Sporty elements have been emerging increasingly in collections for the last few years. At this point, almost every collection represents it to one degree or another, and as a begrudgingly active editor who would prefer to keep exercise confined to the gym or pre-arranged outdoor activities, I do appreciate the appeal of clothes that can accommodate an active lifestyle.
There are brands like Z Zegna, who've been championing the athleisure/athluxury scene almost since it started, or even before—a not-unimpressive accolade, considering the glacial pace of change with which we in the U.S. associate Italian brands, not least family-run ones.
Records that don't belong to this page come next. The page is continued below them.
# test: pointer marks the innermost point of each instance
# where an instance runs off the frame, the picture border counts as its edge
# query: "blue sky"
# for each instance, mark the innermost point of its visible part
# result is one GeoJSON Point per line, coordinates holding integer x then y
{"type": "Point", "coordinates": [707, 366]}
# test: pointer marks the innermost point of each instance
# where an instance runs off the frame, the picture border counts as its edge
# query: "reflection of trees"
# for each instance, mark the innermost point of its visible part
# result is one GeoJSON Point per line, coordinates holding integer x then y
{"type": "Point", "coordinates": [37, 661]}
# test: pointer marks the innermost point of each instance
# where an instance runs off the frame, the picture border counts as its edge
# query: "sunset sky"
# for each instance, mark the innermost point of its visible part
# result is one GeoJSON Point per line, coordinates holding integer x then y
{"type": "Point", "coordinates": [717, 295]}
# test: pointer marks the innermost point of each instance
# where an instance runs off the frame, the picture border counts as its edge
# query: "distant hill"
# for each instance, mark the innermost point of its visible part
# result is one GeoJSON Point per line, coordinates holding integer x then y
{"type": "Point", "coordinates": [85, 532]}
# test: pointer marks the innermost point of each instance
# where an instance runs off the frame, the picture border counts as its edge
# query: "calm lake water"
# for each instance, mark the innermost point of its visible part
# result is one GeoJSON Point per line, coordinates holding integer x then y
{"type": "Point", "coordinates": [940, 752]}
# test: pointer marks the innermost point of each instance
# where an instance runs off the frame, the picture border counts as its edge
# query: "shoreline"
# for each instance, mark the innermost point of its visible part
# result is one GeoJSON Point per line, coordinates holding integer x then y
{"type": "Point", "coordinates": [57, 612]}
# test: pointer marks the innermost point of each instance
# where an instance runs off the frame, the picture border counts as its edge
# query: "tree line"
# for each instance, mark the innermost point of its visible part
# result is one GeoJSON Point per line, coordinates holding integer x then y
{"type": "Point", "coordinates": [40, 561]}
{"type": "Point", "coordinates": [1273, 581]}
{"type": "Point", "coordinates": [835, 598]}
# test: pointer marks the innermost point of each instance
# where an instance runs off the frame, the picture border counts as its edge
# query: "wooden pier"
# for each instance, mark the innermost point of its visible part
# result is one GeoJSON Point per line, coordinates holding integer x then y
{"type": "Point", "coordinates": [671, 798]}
Folding the prescient Zegna Sport line into the more youth-focused diffusion line, Z Zegna, was a sensible move for sure, and now, even the house’s more elevated collection, Ermenegildo Zegna Couture, has a sprinkle of activewear—tank tops and tracksuit jackets, or elasticated ankles on suit-style pants. Almost all of Prada's pants this season were active-inspired, and coupled with tiny nylon sport shorts and futuristic sneakers, this was certainly a more sport-centric collection for Miuccia, too. No. 21, Fendi, Ports 1961, and MSGM showed retro-style track jackets, and there were collections like Marcelo Burlon's, for whom activewear played a major part—sweatpants, basketball shorts, and hoodies. Dolce & Gabbana showed baseball jerseys and basketball-style sets.
There were brands that continued to mostly eschew this active move—Canali, Ferragamo, Etro, and Giorgio Armani, for example—but this is Italy, global center of suiting excellence. In fact, if we ever make contact with extraterrestrials, chances are they will abandon whatever suits they have on their own planet in favor of ones stitched in Italy. While it is well-known as a nation slow to embrace change, stuck in its ways for centuries at a time, the needle, it is a-moving, and while Nike might have a monopoly on sporting goods, they had better beware. The Italians might just do it.